There’s some great stuff about booze, obviously, lots of it a reminder of the freedom a remote village offered when it came to obeying the letter of the law.
For example, Molly’s mother made rhubarb wine while Bert, Molly’s husband, produced plum. Strictly against the law, you could order your cider ‘with’ and get a shot of wine added to the glass to give it extra oomph.
(Again, mixing and blending was absolutely normal until quite recently; it’s not a weird modern development.)
As for beer…
All the beer was drawn from the wood and it was twenty walking steps each way to the cellar to fetch each drink so of course some was spilt and sometimes my Mum would spill more than usual and there was usually someone who complained; but on the whole people were very good. Some would say “Mrs., my glass ain’t full” so my Mum would take a swig out of the glass and say “It is full now” and no more was said. I could carry four full glasses with handles in each hand and not spill much. My Mum refused to put pumps in until 1951 when my brother talked her into having them. Then she said that she wished she had had them installed years before! Unfortunately she only lived for two years after so she did not benefit much… Sometimes a customer would say the beer was flat, and Kate (my Mum) would take it back to the cellar to “change it” and all she did was make another head on it and take it back and the customer would say “Ah! that’s better” – So what!

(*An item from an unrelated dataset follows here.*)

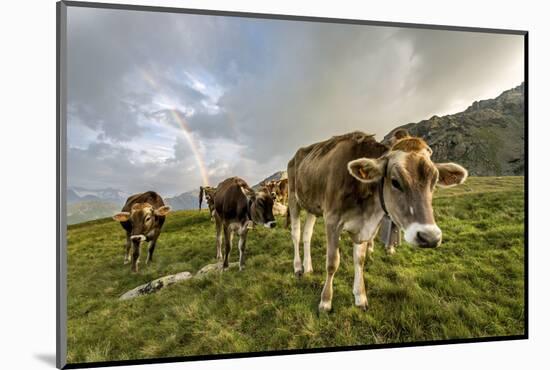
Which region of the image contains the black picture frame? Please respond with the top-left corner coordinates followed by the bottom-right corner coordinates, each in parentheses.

That last point is yet more evidence of the confusion between foamy beer and beer in good condition.
One of the appendices provides a list of nicknames for pub regulars including Buffud, Chicken, Grunter, Gubbins, Jambox, Sneezer, Waggy and Yatty. Molly’s husband, Bert, was known as Pur-Pur because he had a stammer.
And the title? In 1970, after Molly’s retirement, the pub was converted into four flats and during building work, two skeletons were found beneath the floor. “It was fun really,” writes Molly: “I kept meeting people who pulled my leg and said they didn’t think I was like that!” The bones turned out to be of medieval origin, of course.